The creative force behind The War On Drugs, Adam Granduciel, sings with the husky muted conversational tenor beloved of Bruce Springsteen, immediately involving, modest and deceptively nonchalant, a voice that occasionally grows nasal and rasping with excitement or pain, evoking Bob Dylan, so hauntingly that comparisons are inevitable. This album wears its vaunted influences like rugged emblems of intent, but it absorbs and builds upon its heroes rather than pays mawkish homage. Lost In The Dream is a work of original and standalone genius.

Opener ‘Under The Pressure’ begins with what sounds like a hundred paperclips being bounced on a table-top, a jarring synth of metallic fuzz that retreats with the arrival of the propulsive piano melody, on which the song is built. It stretches out and luxuriates in to its cruising groove for just shy of nine-minutes. It’s one of several tracks on this record which jam and glide confidently past the six-minute mark.
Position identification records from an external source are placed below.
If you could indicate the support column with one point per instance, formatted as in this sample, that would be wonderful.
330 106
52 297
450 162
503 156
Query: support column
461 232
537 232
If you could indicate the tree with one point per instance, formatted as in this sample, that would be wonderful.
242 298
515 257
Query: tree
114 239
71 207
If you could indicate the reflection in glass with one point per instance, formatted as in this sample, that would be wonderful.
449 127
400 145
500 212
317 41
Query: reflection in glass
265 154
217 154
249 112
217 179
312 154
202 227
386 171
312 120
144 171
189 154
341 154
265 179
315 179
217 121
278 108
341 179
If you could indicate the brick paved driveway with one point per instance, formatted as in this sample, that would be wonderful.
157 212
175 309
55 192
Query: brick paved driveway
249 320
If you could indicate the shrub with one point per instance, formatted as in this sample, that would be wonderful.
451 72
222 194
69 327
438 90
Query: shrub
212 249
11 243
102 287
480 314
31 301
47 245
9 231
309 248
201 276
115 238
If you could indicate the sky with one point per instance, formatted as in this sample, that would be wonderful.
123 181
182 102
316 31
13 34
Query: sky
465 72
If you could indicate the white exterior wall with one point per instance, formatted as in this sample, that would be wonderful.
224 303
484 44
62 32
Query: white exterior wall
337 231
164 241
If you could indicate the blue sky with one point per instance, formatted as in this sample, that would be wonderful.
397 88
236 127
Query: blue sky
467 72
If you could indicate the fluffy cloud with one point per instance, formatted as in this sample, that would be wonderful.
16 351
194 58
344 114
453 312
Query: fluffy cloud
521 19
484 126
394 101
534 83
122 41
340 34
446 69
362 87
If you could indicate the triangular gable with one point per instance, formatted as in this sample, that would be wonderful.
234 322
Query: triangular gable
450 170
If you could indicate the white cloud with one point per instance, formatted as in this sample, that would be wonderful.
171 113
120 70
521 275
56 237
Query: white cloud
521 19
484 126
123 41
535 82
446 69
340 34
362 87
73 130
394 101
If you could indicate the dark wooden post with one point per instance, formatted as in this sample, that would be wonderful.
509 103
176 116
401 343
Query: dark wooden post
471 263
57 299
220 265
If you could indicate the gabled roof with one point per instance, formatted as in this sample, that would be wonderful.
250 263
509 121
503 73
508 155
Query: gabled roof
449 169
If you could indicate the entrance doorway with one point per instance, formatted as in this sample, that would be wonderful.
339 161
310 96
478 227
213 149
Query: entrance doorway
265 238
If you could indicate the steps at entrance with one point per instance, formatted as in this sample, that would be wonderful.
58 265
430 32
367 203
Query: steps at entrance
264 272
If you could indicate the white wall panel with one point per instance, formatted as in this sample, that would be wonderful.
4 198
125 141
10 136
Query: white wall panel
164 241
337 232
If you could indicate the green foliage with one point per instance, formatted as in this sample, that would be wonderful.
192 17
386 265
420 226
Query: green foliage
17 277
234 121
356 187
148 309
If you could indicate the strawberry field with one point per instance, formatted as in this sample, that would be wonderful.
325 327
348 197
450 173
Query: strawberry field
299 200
Single ‘Red Eyes’ has a strange, barely audible percussion ride around 1:02 that spurs it forward and builds to the explosive chorus. It isn’t clear what the effect is, the closest description would be the sound of Granduciel breathing sharply, rhythmically into one of the instrument mics to invite the coming crescendo. The scattering of spontaneous whoops and yelps from an otherwise melancholy singer, also serve to give the song a more exuberant, cathartic release.

The pace slows for ‘Suffering’, giving way to languid piano, meditative organ and distorted, echoing guitar. Driving beat returns for ‘An Ocean Between The Waves’ which unfolds in to a beautiful long-form guitar jam, reminiscent of Neil Young or, dare I say it, Mark Knopfler – that low-slung, expansive elegance and arcing, wandering guitar riffs revolving above a swell of uplifting organ.

Every song on this record blends seamlessly together, there is not an errant track or discordant sound to be found, it is very emphatically a piece of work intended to be listened to and absorbed as a full album. On a cohesive LP of standout tracks in which the quality is maintained throughout, ‘Eyes To The Wind’ in particular is a force of sad beauty. It sounds like an instant classic, so apparently effortlessly constructed that it has the feel of a forgotten standard, like a song you used to love but somehow haven’t heard in a long while. Understated sax, bittersweet piano and Granduciel’s deftly smooth voice sounding ever more raw with the mic deliberately levelled up.

Lost In The Dream is dressed throughout in echoes and murky atmosphere. The is also an album defined by piano, trumpet, harmonica, sax, organ, all manner of exotic synth, and rocketed along by an urgent drum-machine beat that occasionally blends in to human-powered percussion and a full-band, live-in-the-studio sound. For all the critical laurels already afforded this LP, and for all the earnest examinations of classical influence, this album also feels frequently like an excuse for nothing more cerebral than a good ole-fashioned jam session.

The War On Drugs have somehow here struck a balance between archetypal rock and roll and an album that is achingly and irrepressibly modern. As with most classic records, it’s propelled by a broken heart and has had a long gestation. It feels raggedly vintage in style but also defiantly contemporary. The War On Drugs have produced an album which has the familiar feel of a battered old leather smoking chair, something you can settle deeply in to and permit yourself time to ruminate, meditate, nurse your psychic wounds and get deliciously Lost In The Dream.